A more experienced Rubyist reviewed that code and asked me, “What are you testing?”

I replied, “I’m testing that find returns the correct record.”

He responded, “ActiveRecord has tests for that. You don’t need to test it. Test what you provide”

It was a light-bulb moment for me. I’d been unclear about what I should be testing and what was too simple or otherwise wasn’t worth the effort.

Test What You Provide / Test The Code You Write

Your tests verify that your code is functioning correctly. Good tests verify the contract/api the software provides to users. Good tests also verify that all the code written is working correctly.

In practical terms this means you shouldn’t test things like ActiveRecord::Base#find, setting attributes, and save most of the time.

In typical cases you don’t have to write any code to enable this functionality and its already been tested in ActiveRecord.

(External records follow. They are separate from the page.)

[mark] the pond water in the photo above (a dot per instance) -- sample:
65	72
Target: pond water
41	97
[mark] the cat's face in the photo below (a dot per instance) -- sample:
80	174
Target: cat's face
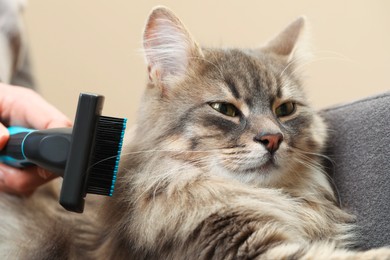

You should have tests for things you write that extend the base functionality. Validations, associations, and any callbacks you write need at least enough tests to make sure you put the necessary code in the models.

When a library is untested

Another question I’ve heard a lot is “What if the library I’m using isn’t tested/doesn’t work/was written by very dumb gerbils?”

The flippant answer is “Find a better library.” In ruby land there always seems to be multiple libraries for a given task. Use something like Ruby Toolbox to find something that is tested properly.

When finding a better library isn’t an option I generally write my own tests against the library. I put them in a separate directory from our application tests (even a separate repo). I keep them separate because I want a clear line between “my/our code is broken” and “the library is broken”. I have them under different CI runs if possible.

If the library you are using is open source contribute the tests back to the project so someone else doesn’t have to do the same thing you just did. Leaving a project better than you found it is the nice thing to do.

If the library isn’t open source I still try to provide tests I write to the relevant developers. I’ve found having tests of the contract eliminates a lot of finger pointing when two parts of a system won’t talk to each other. They can also help debug changes in a large system by narrowing down where the bug might be.